A San Francisco Bay-area native, Looze took the IU job and moved here 15 years ago with his wife, Kandis, and their two young daughters. “My wife said, ‘IU used to be really, really good,’” Looze remembers. “I said, ‘Well, they’re not good right now!’ She encouraged me to pursue the position.” Kandis is now co-head swimming coach at Bloomington High School North.
Looze has returned the program to the prominence it once had under legendary coach Doc Counsilman, who led the Hoosiers from 1957–90. The challenge, he says, was attracting talented athletes and coaches to a team that was in decline.
“It started with getting some kids that maybe nobody had ever heard of and developing them better than people thought,” he says, adding that his vision for the team is clear. “We’re going to win the national title; I just don’t know when. We’re hell bent on that. I’ve been saying that for 15 years, but we’re a little closer.”

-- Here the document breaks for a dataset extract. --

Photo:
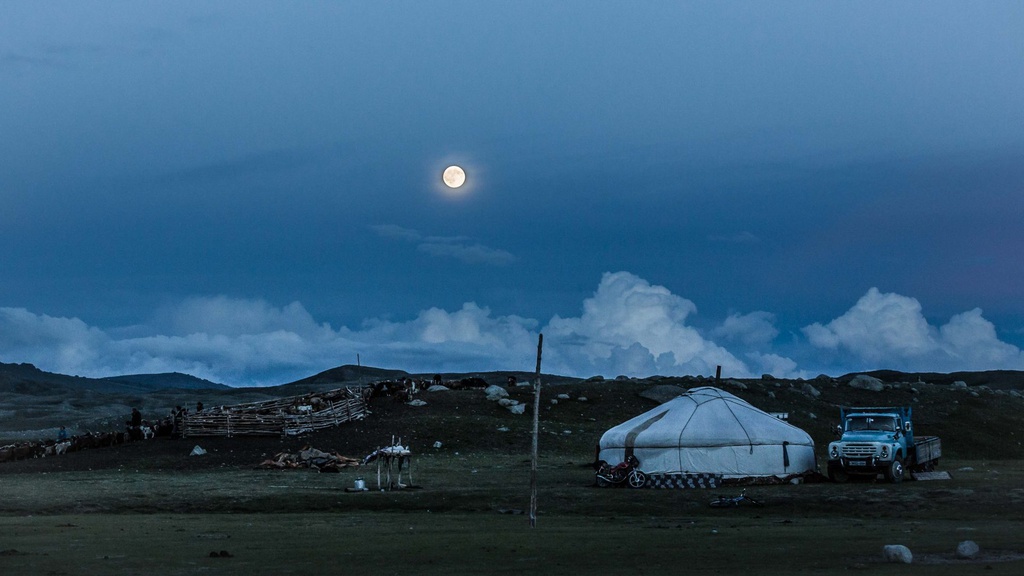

IU swimmers made headlines last year when two Hoosiers earned gold medals at the 2016 Summer Olympics in Rio de Janeiro: Lilly King in the women’s 100 breaststroke and the 4×100 medley relay, and Blake Pieroni on the men’s winning 4×100 freestyle relay team.
“The kids on this team have more confidence than any kids we’ve ever had at Indiana,” says Looze. “We’ve got a nice group. We span a lot of different talent levels and roles.”
Looze says credit for his Coach of the Year awards—his fifth with the women’s team and third with the men’s—belongs to the teams. “It means you’ve got really good kids who worked really hard and bought into what you were doing. It means you’ve got a tremendous staff.”